In an effort to reach more diverse voices in Phase 2, we tested the caregiver handbook with service providers and caregivers from across the province to validate the resource with other populations and settings before wider implementation. This came with its own limitations as feedback was provided through numerous methods (e.g., email responses, direct comments throughout the handbook’s content) rather than through the feedback form. Additional efforts to increase completion of the feedback form may have increased our ability to collect consistent data, such as distributing these forms via a survey link with an attached honorarium. Meanwhile, we were unable to test the OAT guide with other populations due to engagement challenges and project timelines. While traditional co-design methods involve continuous cycles of testing and redesign [11, 39], which can facilitate more widespread engagement, this proved challenging given that both innovations focused on storytelling and experiential knowledge. Thus, feedback mainly centered around the format, design, and highlighting what resources, information, or perspectives may be lacking. While this may have limited the generalizability of the co-designed solutions, their purpose was not to make one-size-fits-all recommendations, but to highlight how everyone’s journey is different, reduce stigma, and encourage youth and caregivers to find a path that works for them. Implementation research will be important to assess the resources’ applicability for youth, caregivers, and service providers across broader community contexts.

Conclusion

This study demonstrates the benefits of weaving CBPR and co-design to develop innovative solutions aimed at improving the healthcare experiences of underserved populations, such as youth who use opioids and their families. Given the time and resource intensive nature of co-design, integrating CBPR can help facilitate strong partnerships that are integral to its success. Using these complementary methods can strengthen the ability to recruit, support, and engage service users and service providers in co-design, create flexible pathways for engagement, and ensure solutions are endorsed and accepted by service users, service providers, and communities.

Acknowledgments

The ITT project team is grateful to have had the project take place on the ancestral lands of many different Indigenous Nations and Peoples across what we now call British Columbia.

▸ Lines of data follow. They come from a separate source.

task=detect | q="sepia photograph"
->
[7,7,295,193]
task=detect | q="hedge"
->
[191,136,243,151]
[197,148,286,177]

We would like to give a special thanks to our community champions, who were integral to the success of this project, including Chantal Brasset, Katrina Marie Pellatt, Matt Piercy, Jasiriat Somjee, and Stephanie Greenwood. We are also incredibly grateful to the Phase 1 workshop participants and Phase 2 co-design team members and reviewers who shared their expertise, experiences, wisdom, and time. We also acknowledge our community-based partners at Foundry Kelowna, Foundry Prince George, Foundry Vancouver-Granville, and Foundry Victoria for the ongoing support provided throughout this project.